6.    We understand that the hearing panel have and will receive a range of opinions and expert evidence as to the effects associated with full or partial removal of the RENA from Astrolabe reef.

7.There have also been significant effects on the environment from the time of the RENA grounding to this point in time that the owners have not addressed in terms of mitigation. These effects include those identified in 5 above but also effects that are over and above those associated with this consent application. These include effects of oil being spilled from the wreck, effects on a wide range of wildlife and marine organisms, and effects on the coastlines within the wider Bay of Plenty.

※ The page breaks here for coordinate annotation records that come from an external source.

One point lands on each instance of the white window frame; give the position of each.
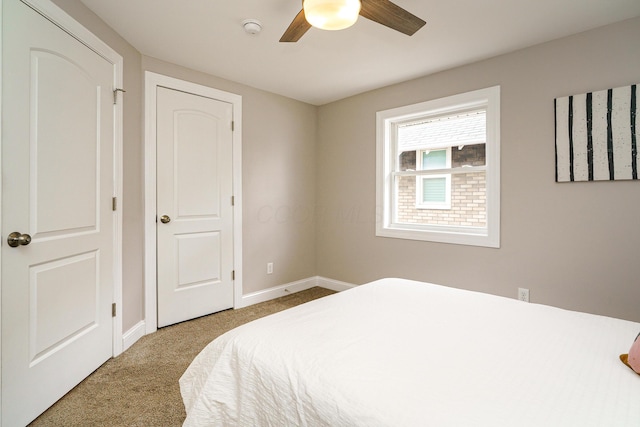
(387, 123)
(420, 203)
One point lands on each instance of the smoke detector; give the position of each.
(252, 26)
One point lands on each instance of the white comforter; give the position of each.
(402, 353)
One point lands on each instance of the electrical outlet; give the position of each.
(523, 294)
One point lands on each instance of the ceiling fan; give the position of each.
(340, 14)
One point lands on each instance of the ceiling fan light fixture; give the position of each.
(331, 14)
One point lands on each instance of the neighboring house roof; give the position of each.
(449, 131)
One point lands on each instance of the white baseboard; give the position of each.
(289, 288)
(132, 335)
(277, 292)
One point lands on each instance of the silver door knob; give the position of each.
(16, 239)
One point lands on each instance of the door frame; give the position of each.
(152, 82)
(64, 21)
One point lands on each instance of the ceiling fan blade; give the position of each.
(296, 29)
(391, 15)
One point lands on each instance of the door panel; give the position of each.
(194, 184)
(58, 181)
(72, 101)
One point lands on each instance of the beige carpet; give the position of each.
(140, 387)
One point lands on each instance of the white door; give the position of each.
(194, 205)
(57, 186)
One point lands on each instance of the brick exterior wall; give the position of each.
(468, 192)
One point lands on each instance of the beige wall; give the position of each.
(573, 245)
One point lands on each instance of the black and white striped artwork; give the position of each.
(596, 135)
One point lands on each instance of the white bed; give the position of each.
(396, 352)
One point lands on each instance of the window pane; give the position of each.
(468, 202)
(468, 155)
(434, 190)
(436, 159)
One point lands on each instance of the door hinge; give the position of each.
(115, 95)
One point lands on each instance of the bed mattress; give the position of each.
(397, 352)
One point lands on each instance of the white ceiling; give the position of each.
(324, 66)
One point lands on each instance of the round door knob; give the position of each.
(16, 239)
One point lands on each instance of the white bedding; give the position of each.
(402, 353)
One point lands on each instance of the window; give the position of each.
(438, 170)
(434, 191)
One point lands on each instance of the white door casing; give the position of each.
(194, 276)
(61, 142)
(194, 203)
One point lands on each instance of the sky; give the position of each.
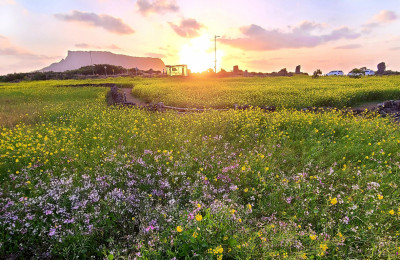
(257, 35)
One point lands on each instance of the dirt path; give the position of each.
(131, 99)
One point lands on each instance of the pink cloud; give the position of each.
(188, 28)
(380, 18)
(156, 6)
(107, 22)
(257, 38)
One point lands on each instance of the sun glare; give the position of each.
(199, 55)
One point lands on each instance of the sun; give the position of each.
(199, 54)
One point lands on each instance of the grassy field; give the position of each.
(81, 179)
(292, 92)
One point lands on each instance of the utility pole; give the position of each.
(91, 62)
(215, 41)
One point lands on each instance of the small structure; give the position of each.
(176, 70)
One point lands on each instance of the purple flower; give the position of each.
(52, 232)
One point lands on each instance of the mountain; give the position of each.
(78, 59)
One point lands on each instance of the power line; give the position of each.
(215, 41)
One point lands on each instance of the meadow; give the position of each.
(80, 179)
(282, 92)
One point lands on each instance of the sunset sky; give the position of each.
(258, 35)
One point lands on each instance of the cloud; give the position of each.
(88, 46)
(256, 38)
(385, 16)
(155, 55)
(107, 22)
(380, 18)
(7, 2)
(157, 6)
(188, 28)
(22, 54)
(10, 50)
(349, 46)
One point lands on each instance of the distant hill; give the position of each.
(78, 59)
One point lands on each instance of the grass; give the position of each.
(83, 179)
(294, 92)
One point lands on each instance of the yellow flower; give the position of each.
(179, 229)
(199, 217)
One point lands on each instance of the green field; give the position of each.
(80, 179)
(293, 92)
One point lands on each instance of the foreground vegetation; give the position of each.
(289, 92)
(81, 179)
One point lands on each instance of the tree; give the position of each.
(381, 68)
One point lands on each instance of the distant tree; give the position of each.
(317, 73)
(381, 68)
(355, 70)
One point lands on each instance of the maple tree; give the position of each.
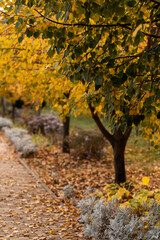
(112, 49)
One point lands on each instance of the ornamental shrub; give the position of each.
(21, 140)
(48, 125)
(107, 221)
(4, 122)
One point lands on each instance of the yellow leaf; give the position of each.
(145, 181)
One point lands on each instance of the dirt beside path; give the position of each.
(26, 209)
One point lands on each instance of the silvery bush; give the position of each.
(110, 222)
(22, 141)
(4, 122)
(48, 124)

Mitigation conditions – Outcomes sought

8.If the hearing panel does decide to approve this consent application we seek that mitigation of these effects is identified on the conditions of any consent that may be granted.

9.Condition 1 is the establishment and funding of a Marine Protection Forum representative of Iwi and the community so as to prepare a proposal for the creation of a Marine Reserve at Astrolabe Reef and Marine Protected Areas (MPA) at Motiti Island.

10.All costs associated with the support of this representative body, development of the proposal, consultation with the community, the establishment of a Marine Reserve and MPA(s), and the associated monitoring program for a period of 10 years should be met by a mitigation fund.

11.To ensure the benefits associated with 4 years of ‘no take’ are not lost due to the resumption of fishing the current exclusion zone around the RENA should remain in place until a Marine Reserve is established or decision made not to approve a marine reserve application (whichever is first).  Please note that recreational fisherman in the Bay of Plenty have found alternative places to fish over the last 4 years and if a marine reserve was established at Astrolabe benefits would include ‘spillover’ to adjacent marine areas, i.e. fish and fish larvae increasing in both number and quality will move out of the ‘no take’ at Astrolabe to other areas which can be fished.

12.The establishment of a marine reserve and MPA’s at Astrolabe and Motiti Island would support the national goal in the Biodiversity Strategy 2000 for 10% of the territorial sea to be in MPAs effective for protection of biodiversity. This policy should apply regionally as well as nationally.  Currently the only two marine reserves in the Bay of Plenty (Tuhua / Mayor Island and Te Paepae o Aotea / Volkner Rocks), total approximately 0.1% of the Territorial Sea of the Bay.

13.Condition 2 is the establishment and funding of a Bay of Plenty (BOP) Coastal Ecosystem Restoration Project.  This project builds on and joins together the existing shorebird and coastal protection being undertaken by community volunteers, eNGO’s, Iwi, DOC, Regional and District Councils.  Many of these existing projects received funding from the Rena Long-Term Environmental Recovery Plan.

14.All costs associated with the BOP Coastal Ecosystem Restoration Project for a period of 10 years should be met by the mitigation fund. This would equate to approximately 1 million dollars.

15.Please note that the current draft conditions as identified in the expert conferencing statement do not provide specifically for the establishment of a Marine Protection Forum or Coastal Ecosystem Restoration Project.